Восстание умирало. Говорили уже не о битвах, а о бойнях и об охоте на людей. Рассказывали, будто мужики зарывали пойманных панов живыми в землю и будто одну такую могилу с живыми покойниками казаки еще вовремя откопали где-то недалеко от Житомира…
В польском обществе место возбуждения заняло разочарование, и, кажется, демократизм сменил романтические мечты о блеске и пышности «исторической Польши». Вместо хвастливого «Jeszcze Polska nie zginela» или «Grzmi pod Stoczkiem harmaty» («Еще Польша не погибла» и «Под Сточком гремят пушки») — молодежь пела мрачную и горькую демократическую песню:
О, честь вам, паны, и князья, и прелаты, За край, братней кровью залитый…В это время к отцу часто приходил писатель Александр Гроза, пользовавшийся некоторой известностью в польской литературе того времени. У него вместе с неким Пациорковским была типография, которая была конфискована. Время было простое, печатные материалы были свалены в квартире отца, и я жадно читал их. Тут была, помню, «Хроника Яна Хризостома Паска» и некоторые произведения Грозы. Несколько вечеров он читал у нас свою новую драму в стихах, озаглавленную, если не ошибаюсь, «Попель». Речь шла о борьбе простого народа с рыцарями и князем Попелем. Этого свирепого князя согласно легенде, съели мыши, а простой народ на его место поставил королем крестьянина Пяста. Не могу ничего сказать о достоинстве этой драмы, но в моей памяти осталось несколько сцен и общий тон — противопоставление простых добродетелей крестьянства заносчивости рыцарей-аристократов. Отец слушал чтение очень внимательно, и, когда Гроза окончил, он сказал печально:
— Как я вам завидую… Поэт живет особой жизнию… Он переносится в другие века, далекие от наших тяжелых дней…
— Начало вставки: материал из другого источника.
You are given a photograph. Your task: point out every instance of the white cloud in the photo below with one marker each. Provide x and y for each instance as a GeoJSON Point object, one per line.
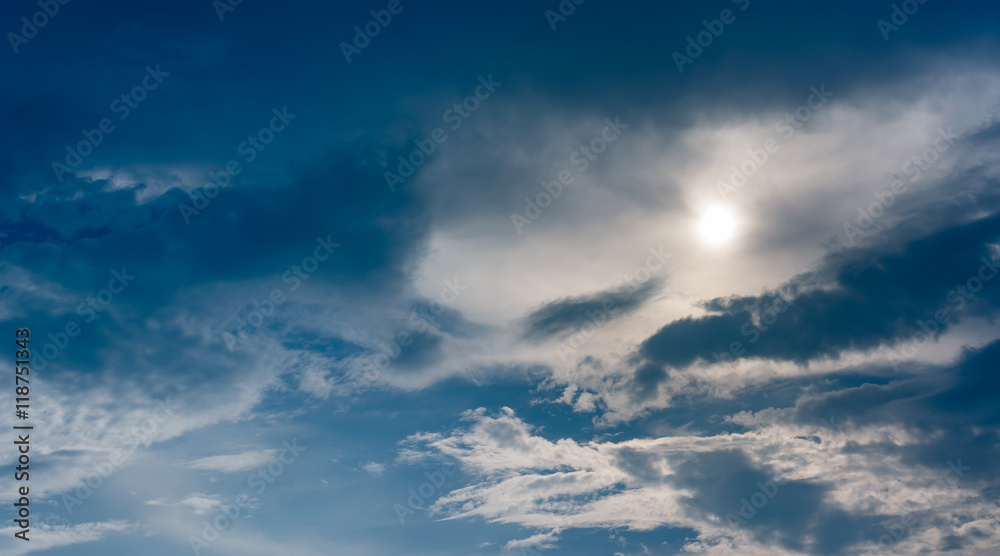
{"type": "Point", "coordinates": [234, 463]}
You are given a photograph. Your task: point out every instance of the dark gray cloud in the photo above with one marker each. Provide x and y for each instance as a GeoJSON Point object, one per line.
{"type": "Point", "coordinates": [568, 314]}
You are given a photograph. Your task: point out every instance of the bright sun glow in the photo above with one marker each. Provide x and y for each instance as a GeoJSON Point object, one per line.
{"type": "Point", "coordinates": [717, 225]}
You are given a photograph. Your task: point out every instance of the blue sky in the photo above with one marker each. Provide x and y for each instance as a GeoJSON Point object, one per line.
{"type": "Point", "coordinates": [504, 277]}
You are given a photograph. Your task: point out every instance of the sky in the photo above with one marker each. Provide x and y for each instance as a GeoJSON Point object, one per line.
{"type": "Point", "coordinates": [501, 278]}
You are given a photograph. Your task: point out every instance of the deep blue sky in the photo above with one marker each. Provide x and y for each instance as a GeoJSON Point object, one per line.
{"type": "Point", "coordinates": [635, 295]}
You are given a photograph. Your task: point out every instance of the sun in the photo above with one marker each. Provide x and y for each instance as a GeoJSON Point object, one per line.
{"type": "Point", "coordinates": [717, 225]}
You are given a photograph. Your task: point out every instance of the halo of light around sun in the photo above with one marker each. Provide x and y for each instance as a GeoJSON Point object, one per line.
{"type": "Point", "coordinates": [717, 225]}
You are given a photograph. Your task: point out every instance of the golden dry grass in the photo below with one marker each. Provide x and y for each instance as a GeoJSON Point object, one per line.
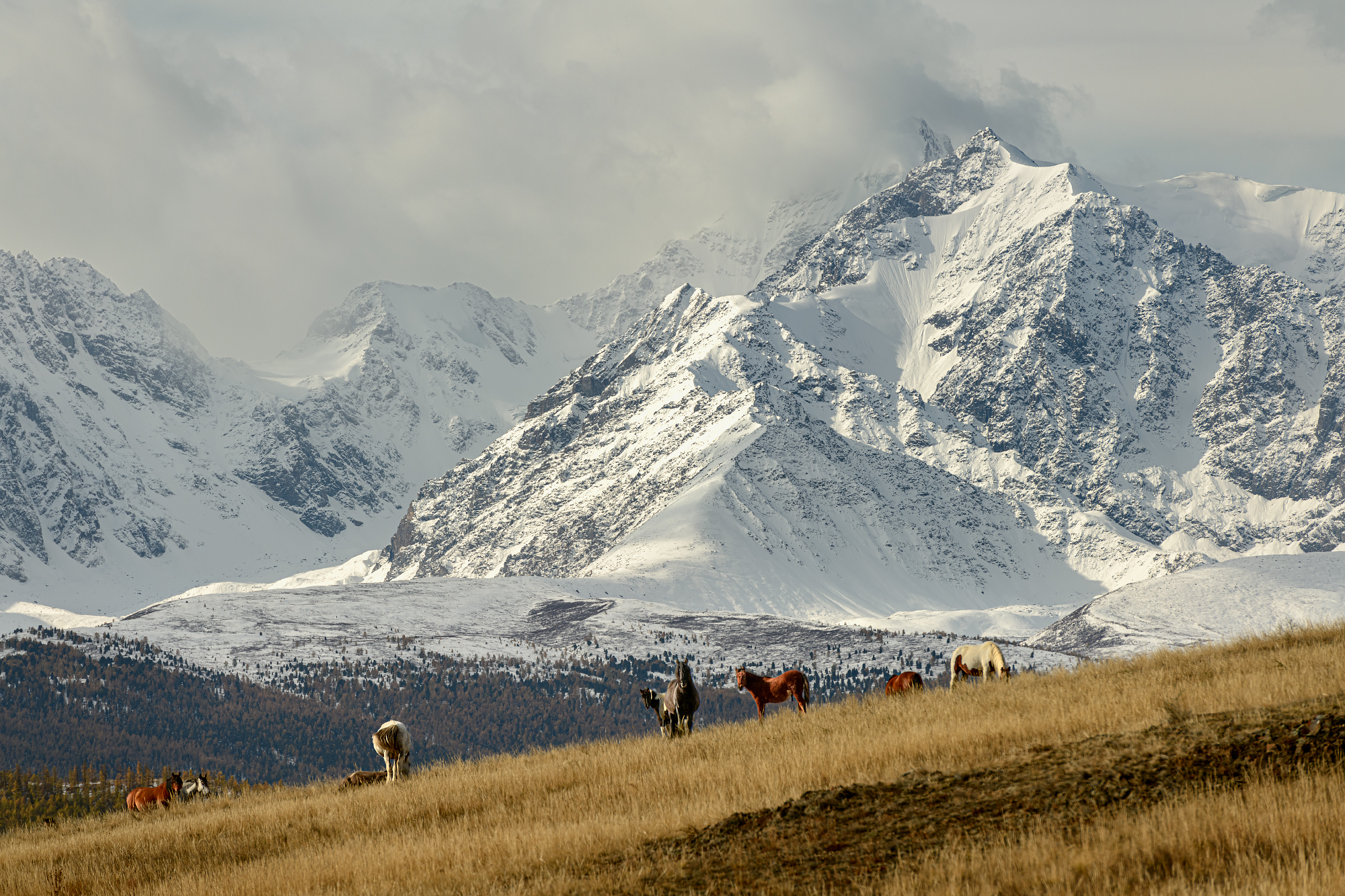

Это было первое общее суждение о поэзии, которое я слышал, а Гроза (маленький, круглый человек, с крупными чертами ординарного лица) был первым виденным мною «живым поэтом»… Теперь о нем совершенно забыли, но его произведения были для того времени настоящей литературой, и я с захватывающим интересом следил за чтением. Читал он с большим одушевлением, и порой мне казалось, что этот кругленький человек преображается, становится другим — большим, красивым и интересным…
Случилось так, что русская литература впервые предстала передо мной в виде одного только «Вестника Юго-Западной и Западной России», издававшегося для целей обрусения некиим Говорским. Выписка его была обязательна для чиновников, поэтому целые горы «Вестника» лежали у отца в кабинете, но кажется, что мой старший брат и я были его единственными и то не особенно усердными читателями. По содержанию это была грубо тенденциозная стряпня. Все русские изображались героями добродетели, а из поляков хорошими представлялись только те, кто изменял своим соотечественникам… Все это оставляло в душе осадок безвкусицы и сознательной лжи.
Понятно, что эта литература нисколько не захватывала и не убеждала. В жизни на одной стороне стояла возвышенно-печальная драма в семье Рыхлинских и казнь Стройновского, на другой — красивая фигура безжалостного, затянутого в мундир жандарма… Я думаю поэтому, что если бы кто-нибудь сумел вскрыть мою душу, то и в этот период моей жизни он бы наверное нашел, что наибольшим удельным весом обладали в ней те чувства, мысли, впечатления, какие она получала от языка, литературы и вообще культурных влияний родины моей матери.